Thanks again for not shooting my grandma
On apologies and dependency
One time, my grandma told me that when she was a little kid, she used to like to swing on a tire attached by a rope to a tree. One day, she decided to pass time by swinging on her tire swing and she let her face flow through the wind. When she swung forward, her face would move forward taking in all the air. When she swung backward, she would bury her face into her legs, letting the air pass over her back.
One day after the war, her uncle decided to come visit. He brought the gun that he got during the war and polished it while showing it off to my grandma’s brothers and her dad. He wasn’t paying attention to where the gun was pointing.
My grandma continued to swing high and low, high and low. Showing her face in the wind, burying it when she went low.
And then the gun fired.
She felt a blow of air on her back, but she kept swinging high and low. Without a scratch.
And in tears, her uncle came over to give her a hug. He apologized and loved on her for what seemed like forever in a child’s mind.
“I can’t believe I almost took you out. I’m so sorry,” he cried.
“For what?” she asked.
My point is, thank you, Uncle James, for not purposely trying to shoot my grandma. You’ve apologized for more than sixty years. And she forgives you, and I forgive you. And I’m sure God forgives you. Just don’t play around like that anymore, don’t you see how many wonderful grandkids Jewell has now? Also, rest in peace.
I depend on my mom and my grandmother for everything. Food, conversations about nothing, whether or not what I’m wearing “makes sense.” I like this small network of go-to family, and it’s easy to hang up with one member of the network and call the next member without really thinking about it. Because sometimes you need someone to just sit on the phone and listen to you breathe.
But I hate being dependent on people. Even my own family at times. I allow them to dictate my opinions and thoughts at times where I’d rather be the “special snowflake.” I think I have a great idea until I tell one of them and it doesn’t sound like a great idea anymore. They can be the ultimate chopping block when I need it and when I don’t.
I get so grossed out by other people that are so dependent of each other. When my friends won’t answer this or that questions without their sister’s input, or when they wait days to give me a yes or no answer because they want to see what their boyfriend will say first. I don’t like waiting. It drives me nuts. But I hold myself to the exact same standard. I won’t answer an email until I know exactly what I want to say (I just got over sending emails without quadruple checking).

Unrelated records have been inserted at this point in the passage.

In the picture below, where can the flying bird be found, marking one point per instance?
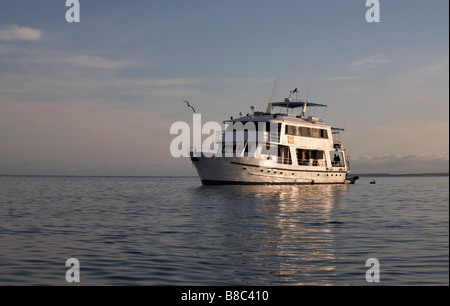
(189, 105)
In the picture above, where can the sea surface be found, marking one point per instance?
(173, 231)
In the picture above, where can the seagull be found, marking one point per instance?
(189, 105)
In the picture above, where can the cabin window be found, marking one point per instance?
(309, 157)
(337, 159)
(284, 155)
(306, 131)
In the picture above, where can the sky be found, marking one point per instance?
(98, 97)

Maybe it’s who they’re asking that I have the problem with. Somehow I feel saying “let me check with my mom first” doesn’t seem childish at my age. Sometimes it’s an excuse to get out of doing things I never wanted to do in the first place. Most of the time, I would rather be alone than have to deal with the idea of depending on another to make decisions for me. I’d rather not decide at all. I can find a way to chalk it up to being a introvert and a homebody most of the time, and that’s all the reason I need.
I’m getting older and I’m going to have to start making decisions by myself. I actually have to become my own chopping block, and that’s scary. The thought of it makes me ache in places that hurt a whole lot.
I spent a couple of days a few months ago with a person that wouldn’t decide anything at all. It was all “up to me.” It was infuriating. And I blamed them for being bad at what they do and for being unprepared, when really I wanted them to decide everything because “I’d rather not decide at all.” I’m still the dependent baby I hate being around, whether I like it or not. And I really don’t feel bad about it, and probably won’t until it’s time for me to move far away from my personal chopping block.